Des études établissent un lien entre la maladie à prion incurable et le vaccin COVID-19

Des études sur les vaccins COVID-19 ont suggéré des liens entre la maladie de Creutzfeldt-Jakob (MCJ) – une maladie à prion incurable et mortelle – et l’obtention du vaccin COVID-19.

Une récente prépublication française sur la MCJ et la vaccination contre le COVID-19 a suggéré que le vaccin contre le COVID-19 pourrait avoir contribué à l’émergence d’un nouveau type de maladie sporadique de la MCJ qui est beaucoup plus agressive et rapide dans la progression de la maladie par rapport à la MCJ traditionnelle.

La MCJ est une maladie rare causée par une protéine anormale du cerveau appelée prion.

Les prions se produisent naturellement dans le cerveau et sont généralement inoffensifs, mais lorsqu’ils deviennent malades ou mal repliés, ils affectent les prions voisins pour qu’ils se déforment également, entraînant une détérioration des tissus cérébraux et la mort.

La maladie est incurable car une fois qu’un prion est infecté, il continue de se propager à d’autres prions sans qu’aucun traitement ne puisse arrêter sa progression.

La majorité des personnes atteintes de MCJ ont une MCJ sporadique; ils sont infectés sans raison apparente. Cependant, de petits sous-ensembles de personnes sont diagnostiqués en raison de l’héritage.

La MCJ sporadique, bien que se produisant au hasard, a été liée à la consommation de viande qui a été infectée par des prions malades, comme les individus qui ingèrent du bœuf d’une vache qui a été infectée.

Bien que la variante Omicron de COVID-19 ne porte pas de région de prion dans sa protéine de pointe, la première variante de Wuhan COVID-19 a une région de prion sur sa protéine de pointe. Une étude américaine indique que la zone prion est capable d’interagir avec les cellules humaines.

Par conséquent, lorsque les informations sur le gène de la protéine de pointe de la variante de Wuhan ont été transformées en un vaccin dans le cadre des vaccins à ARNm et à adénovirus, la région du prion a également été incorporée.

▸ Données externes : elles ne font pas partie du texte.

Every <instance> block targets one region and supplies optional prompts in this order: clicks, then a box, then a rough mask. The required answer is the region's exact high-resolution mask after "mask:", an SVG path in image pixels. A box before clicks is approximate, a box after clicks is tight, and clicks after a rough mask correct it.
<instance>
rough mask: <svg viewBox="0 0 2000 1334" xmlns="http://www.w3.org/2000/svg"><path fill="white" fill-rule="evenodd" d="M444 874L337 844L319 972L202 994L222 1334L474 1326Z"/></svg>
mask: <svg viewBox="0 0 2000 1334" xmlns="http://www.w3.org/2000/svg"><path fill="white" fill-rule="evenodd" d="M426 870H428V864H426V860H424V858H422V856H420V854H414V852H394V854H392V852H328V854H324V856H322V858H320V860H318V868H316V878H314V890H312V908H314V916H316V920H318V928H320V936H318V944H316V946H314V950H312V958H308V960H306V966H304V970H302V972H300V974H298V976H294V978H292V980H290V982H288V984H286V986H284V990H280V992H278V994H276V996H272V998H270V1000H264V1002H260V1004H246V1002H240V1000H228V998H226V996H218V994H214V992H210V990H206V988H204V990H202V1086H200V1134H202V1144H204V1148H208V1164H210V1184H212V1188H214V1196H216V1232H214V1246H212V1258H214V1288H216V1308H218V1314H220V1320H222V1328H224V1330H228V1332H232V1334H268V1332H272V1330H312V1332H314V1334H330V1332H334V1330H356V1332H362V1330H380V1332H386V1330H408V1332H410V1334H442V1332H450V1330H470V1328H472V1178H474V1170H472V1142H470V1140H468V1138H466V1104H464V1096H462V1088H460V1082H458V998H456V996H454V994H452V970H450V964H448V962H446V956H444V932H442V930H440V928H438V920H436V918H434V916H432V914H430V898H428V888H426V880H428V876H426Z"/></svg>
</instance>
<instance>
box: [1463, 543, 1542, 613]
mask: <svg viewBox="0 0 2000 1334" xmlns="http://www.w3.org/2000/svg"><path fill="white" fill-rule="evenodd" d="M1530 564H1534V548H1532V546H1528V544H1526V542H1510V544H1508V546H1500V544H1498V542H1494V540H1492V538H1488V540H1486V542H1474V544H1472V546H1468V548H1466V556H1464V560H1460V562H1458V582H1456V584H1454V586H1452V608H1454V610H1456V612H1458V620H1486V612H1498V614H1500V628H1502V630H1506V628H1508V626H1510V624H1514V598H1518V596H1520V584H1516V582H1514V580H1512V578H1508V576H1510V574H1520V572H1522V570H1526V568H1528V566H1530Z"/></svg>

Dans le cadre du processus cellulaire naturel, une fois l’ARNm incorporé dans les cellules, la cellule transformera les instructions de l’ARNm en une protéine de pointe COVID-19, incitant les cellules à croire qu’elle a été infectée afin qu’elles créent une mémoire immunologique contre un composant du virus.

Cependant, le processus biologique de traduction des informations d’ARNm en protéines n’est pas parfait et à l’abri des erreurs.

Une étude américaine a émis l’hypothèse qu’une protéine de pointe mal repliée pourrait à son tour créer une région de prion mal repliée qui pourrait être capable d’interagir avec des prions sains pour causer des dommages, conduisant à la MCJ.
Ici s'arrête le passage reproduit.